On Thursday the head of Egypt’s Judicial Investigation Commission ordered 25 people, including Mubarak aides, to stand trial for instigating a camel charge aimed at breaking up mass protests in February.

Among those sent for trial were Fathi Sorour, a former speaker in the lower house of parliament, and Safwat Sherif, a former head of parliament’s upper house.

Several top activists have criticized the Brotherhood for having taken a back seat during the mass protests against Mubarak, and for labeling protesters who tried to organize further sit-ins in Cairo’s Tahrir Square in March and April as “thugs.”

The Brotherhood initially said it intended to boycott rallies when the goal was to pressure the military council to delay parliamentary elections scheduled for September.



“Then there were new developments on the subject that necessitated putting it for debate once more,” the Brotherhood said in a statement posted Wednesday on its website.

It cited a change in the objectives of protest organizers in which they dropped their demand to delay the elections. It also cited grievances raised by families of Egyptians killed in the revolution and foot-dragging in trials of Mubarak supporters.

In a March referendum, 77 percent of voters said they backed constitutional amendments that would allow the military rulers to hold parliamentary elections in September.

Last week, more than 1,000 people were injured in clashes between police and hundreds of stone-throwing youths in Cairo, the worst violence in the capital in several weeks. The military council said the latest events “had no justification other than to shake Egypt’s safety and security.”

The state-run Al-Ahram newspaper reported Thursday that the government planned to reshuffle senior police figures to remove officers implicated in some of the more violent crackdowns on protesters in January.
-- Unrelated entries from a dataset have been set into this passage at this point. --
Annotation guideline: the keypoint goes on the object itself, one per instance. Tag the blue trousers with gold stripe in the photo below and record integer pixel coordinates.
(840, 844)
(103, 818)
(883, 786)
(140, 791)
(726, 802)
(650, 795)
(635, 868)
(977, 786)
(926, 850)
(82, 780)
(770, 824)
The paper quoted Minister General Mansour el-Essawy as saying he plans major changes to the police force that will include the dismissal of hundreds of topranking officers and promotion of mid-ranking officers.

“The changes will be the biggest in the history of the ministry,” he said.

For decades the Mubarak government employed Al- Ahram – Egypt’s most widely circulated newspaper – as a platform for anti-Israel and anti-US sentiment to divert attention from its domestic failings. Post-Mubarak, little in its editorial comment appears to have changed.

“In the million-man demonstrations held in Tahrir Square, only once did the demonstrators make a point of hoisting the Palestinian flag. This poses some questions about the long-term impact of these revolutions on the region and the course of the conflict with Zionists,” ran an editorial this week.